Tandis que les États-Unis et les Européens tentent de reprendre la main sur la situation en Syrie, se joue une autre partie dans la poche d’Idlib qui, depuis 2011, résiste aux pressions de l’armée syrienne.

En 2012, cette zone était encore tenue par des bataillons de l’Armée syrienne libre (ASL), avant d’être totalement évincés par divers groupes djihadistes, fédérés sous le drapeau de Jabhat al-Nosra (JAN), lié à Al-Qaida. Depuis 2016, les liens sont officiellement rompus entre JAN, devenu Hayat Tahrir al-Sham (HTS), et Al-Qaida. Mais l’idéologie guerrière et islamiste de l’organisation terroriste reste prédominante dans HTS, qui profite de son paravent humanitaire que sont les Casques Blancs.

HTS a toujours dû cohabiter avec une autre confédération djihadiste, Jabhat Tahrir Suriyah (JTS), qui fédère une multitude d’autres groupes (Jaish Idlib Huor, Haish al-Nasr, Jaish al-Izzah, etc…), mais qu’elle laisse libre de s’autogérer localement.

Enfin, la Turquie tente d’être de plus en plus présente dans la poche depuis 2017, puisqu’elle y a installé, avec la complicité tacite de HTS, des postes militaires d’observation, faisant face aux zones tenues par Bachar al-Assad, postes qui ont la vocation officielle de vérifier qu’il n’y a pas d’exactions de l’armée syrienne contre les populations civiles, mais qui servent surtout à la Turquie pour s’implanter localement, comme elle l’a fait à Afrin. En cas de crise avec Damas, Ankara pourra donc se déployer dans la poche d’Idlib, quitte à agir par ses proxys. Parmi ceux-ci figurent des milices turkmènes installées dans l’ouest et le nord de la poche.

Idlib

En mars et avril, les pressions violentes de l’armée syrienne sur les espaces djihadistes de la Ghouta orientale ont convaincu les leaders de HTS qu’il fallait homogénéiser les espaces tenus par les rebelles dans la poche d’Idlib et briser l’autonomie de JTS. HTS a donc lancé dans la première quinzaine d’avril 2018 une multitude de raids contre les zones de JTS, jusqu’à conquérir les espaces du sud de la poche d’Idlib.

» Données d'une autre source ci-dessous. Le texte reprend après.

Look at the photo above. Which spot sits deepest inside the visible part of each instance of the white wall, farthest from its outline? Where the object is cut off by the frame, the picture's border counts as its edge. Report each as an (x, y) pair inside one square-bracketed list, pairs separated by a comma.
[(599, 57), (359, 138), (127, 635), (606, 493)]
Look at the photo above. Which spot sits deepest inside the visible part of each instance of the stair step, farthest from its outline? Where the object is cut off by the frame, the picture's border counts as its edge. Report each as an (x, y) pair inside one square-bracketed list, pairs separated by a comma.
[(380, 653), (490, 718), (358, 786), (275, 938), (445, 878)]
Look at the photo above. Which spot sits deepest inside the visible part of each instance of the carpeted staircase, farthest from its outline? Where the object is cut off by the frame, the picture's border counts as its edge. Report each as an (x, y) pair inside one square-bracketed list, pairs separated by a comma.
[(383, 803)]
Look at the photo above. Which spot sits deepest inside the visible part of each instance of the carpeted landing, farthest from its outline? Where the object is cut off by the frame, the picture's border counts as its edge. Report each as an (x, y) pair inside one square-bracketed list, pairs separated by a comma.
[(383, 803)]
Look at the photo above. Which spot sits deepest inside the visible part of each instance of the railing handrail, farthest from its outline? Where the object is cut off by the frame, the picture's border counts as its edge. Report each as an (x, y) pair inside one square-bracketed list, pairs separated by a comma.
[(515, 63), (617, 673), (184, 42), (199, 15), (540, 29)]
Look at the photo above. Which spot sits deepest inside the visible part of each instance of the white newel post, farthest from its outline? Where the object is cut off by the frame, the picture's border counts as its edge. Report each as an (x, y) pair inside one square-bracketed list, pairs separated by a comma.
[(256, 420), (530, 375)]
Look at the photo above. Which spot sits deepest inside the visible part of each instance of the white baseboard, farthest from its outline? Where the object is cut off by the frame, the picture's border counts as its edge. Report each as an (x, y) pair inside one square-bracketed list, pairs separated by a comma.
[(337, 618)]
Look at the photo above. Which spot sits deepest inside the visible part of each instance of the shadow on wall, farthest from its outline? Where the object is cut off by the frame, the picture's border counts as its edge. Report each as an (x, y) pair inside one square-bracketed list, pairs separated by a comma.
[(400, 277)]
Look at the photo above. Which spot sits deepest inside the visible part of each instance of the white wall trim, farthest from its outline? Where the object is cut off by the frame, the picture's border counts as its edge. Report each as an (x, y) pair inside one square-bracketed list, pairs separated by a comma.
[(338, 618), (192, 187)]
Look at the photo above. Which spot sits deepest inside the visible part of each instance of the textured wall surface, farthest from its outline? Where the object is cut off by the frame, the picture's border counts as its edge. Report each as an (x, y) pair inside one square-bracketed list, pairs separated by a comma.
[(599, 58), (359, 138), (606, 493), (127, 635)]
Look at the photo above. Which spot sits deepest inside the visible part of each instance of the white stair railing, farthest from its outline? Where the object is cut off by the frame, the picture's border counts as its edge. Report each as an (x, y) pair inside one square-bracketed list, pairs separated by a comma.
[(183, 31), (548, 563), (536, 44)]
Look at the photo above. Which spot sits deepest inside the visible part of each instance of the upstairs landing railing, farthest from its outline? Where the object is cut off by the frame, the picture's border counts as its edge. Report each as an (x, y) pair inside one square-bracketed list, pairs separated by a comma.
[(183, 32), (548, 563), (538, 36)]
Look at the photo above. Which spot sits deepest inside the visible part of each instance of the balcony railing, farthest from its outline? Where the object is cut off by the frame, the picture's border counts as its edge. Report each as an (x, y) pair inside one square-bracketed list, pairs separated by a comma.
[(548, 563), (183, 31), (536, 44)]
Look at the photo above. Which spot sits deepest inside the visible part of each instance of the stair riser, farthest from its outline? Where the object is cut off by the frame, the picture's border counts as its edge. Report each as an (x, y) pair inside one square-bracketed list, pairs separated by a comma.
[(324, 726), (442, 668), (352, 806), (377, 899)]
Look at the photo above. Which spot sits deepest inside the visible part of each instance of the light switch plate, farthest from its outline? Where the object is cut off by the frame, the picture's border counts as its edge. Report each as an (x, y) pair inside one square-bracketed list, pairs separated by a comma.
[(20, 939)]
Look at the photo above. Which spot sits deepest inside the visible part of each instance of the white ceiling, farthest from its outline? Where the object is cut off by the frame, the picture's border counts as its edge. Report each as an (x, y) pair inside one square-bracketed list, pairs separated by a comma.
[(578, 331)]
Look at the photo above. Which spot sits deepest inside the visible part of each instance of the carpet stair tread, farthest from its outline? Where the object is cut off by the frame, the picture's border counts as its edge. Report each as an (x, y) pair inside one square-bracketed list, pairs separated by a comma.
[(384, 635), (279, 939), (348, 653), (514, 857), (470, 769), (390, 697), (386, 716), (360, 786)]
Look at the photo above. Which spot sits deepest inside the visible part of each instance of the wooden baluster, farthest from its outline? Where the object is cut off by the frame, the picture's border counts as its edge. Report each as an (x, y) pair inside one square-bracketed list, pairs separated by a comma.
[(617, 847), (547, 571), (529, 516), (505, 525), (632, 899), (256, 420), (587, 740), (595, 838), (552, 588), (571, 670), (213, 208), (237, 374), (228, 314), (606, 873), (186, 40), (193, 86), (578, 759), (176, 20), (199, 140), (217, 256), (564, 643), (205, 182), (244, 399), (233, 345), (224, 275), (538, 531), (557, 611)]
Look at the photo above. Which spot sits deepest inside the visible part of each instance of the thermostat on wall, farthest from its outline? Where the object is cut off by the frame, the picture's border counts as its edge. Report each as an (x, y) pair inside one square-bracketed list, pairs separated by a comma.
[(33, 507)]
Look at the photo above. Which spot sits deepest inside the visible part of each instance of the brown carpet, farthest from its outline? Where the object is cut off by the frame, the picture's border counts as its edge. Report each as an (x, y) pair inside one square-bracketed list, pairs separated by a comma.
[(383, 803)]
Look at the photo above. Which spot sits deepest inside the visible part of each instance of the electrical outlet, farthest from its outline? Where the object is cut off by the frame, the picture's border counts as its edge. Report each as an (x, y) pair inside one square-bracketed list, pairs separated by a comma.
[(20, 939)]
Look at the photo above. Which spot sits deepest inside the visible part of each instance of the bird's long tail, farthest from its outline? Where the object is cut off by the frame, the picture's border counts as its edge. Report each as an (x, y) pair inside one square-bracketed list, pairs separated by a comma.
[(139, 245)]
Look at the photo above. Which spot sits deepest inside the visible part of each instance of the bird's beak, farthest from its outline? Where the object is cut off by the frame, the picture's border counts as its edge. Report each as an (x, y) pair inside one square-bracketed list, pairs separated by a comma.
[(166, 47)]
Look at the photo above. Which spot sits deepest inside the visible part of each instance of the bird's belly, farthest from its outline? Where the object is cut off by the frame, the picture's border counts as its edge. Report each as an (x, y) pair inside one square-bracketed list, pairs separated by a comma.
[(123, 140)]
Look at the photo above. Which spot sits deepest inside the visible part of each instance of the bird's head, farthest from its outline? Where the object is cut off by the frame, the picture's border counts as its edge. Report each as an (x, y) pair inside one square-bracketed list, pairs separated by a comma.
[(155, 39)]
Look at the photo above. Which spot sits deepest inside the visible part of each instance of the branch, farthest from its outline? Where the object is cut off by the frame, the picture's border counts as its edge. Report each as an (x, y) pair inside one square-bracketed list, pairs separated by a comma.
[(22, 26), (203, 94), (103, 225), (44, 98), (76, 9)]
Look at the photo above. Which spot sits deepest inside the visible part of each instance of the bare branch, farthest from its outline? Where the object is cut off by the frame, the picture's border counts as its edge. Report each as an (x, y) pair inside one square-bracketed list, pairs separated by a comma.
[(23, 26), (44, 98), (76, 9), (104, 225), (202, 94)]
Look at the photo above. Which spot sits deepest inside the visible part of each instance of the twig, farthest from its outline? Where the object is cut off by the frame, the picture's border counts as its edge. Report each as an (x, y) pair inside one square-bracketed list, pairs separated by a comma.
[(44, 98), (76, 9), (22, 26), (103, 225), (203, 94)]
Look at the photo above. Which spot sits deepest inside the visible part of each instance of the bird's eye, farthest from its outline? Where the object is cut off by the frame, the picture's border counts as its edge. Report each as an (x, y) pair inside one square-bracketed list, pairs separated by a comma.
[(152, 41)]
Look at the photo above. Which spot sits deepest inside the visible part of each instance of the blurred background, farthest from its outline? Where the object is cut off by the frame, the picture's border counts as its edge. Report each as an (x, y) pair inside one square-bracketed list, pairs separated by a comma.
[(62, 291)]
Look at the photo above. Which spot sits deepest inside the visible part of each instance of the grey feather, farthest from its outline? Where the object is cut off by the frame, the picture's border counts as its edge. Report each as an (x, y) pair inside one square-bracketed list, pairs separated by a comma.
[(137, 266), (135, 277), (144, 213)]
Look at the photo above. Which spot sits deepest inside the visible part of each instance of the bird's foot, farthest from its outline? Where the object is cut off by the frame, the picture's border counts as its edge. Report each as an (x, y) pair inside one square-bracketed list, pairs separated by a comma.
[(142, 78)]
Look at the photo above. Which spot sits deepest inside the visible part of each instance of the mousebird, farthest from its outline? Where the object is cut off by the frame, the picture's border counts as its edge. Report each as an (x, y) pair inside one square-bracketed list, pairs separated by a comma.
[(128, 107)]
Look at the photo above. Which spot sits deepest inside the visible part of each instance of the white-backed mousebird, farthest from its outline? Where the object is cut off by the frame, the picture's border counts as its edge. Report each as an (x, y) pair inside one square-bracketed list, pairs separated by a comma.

Ainsi, tandis que le régime de Damas écrase HTS dans les alentours de Damas, HTS fait de même avec les autres groupes rebelles et djihadistes. Et la Turquie de renforcer sa présence dans la zone.

Chaque acteur est donc lancé dans une course contre la montre pour étendre et homogénéiser ses territoires, et cela avant des affrontements de plus grande ampleur, notamment entre la Syrie et la Turquie, via ses proxys (Turkmènes, rebelles, djihadistes).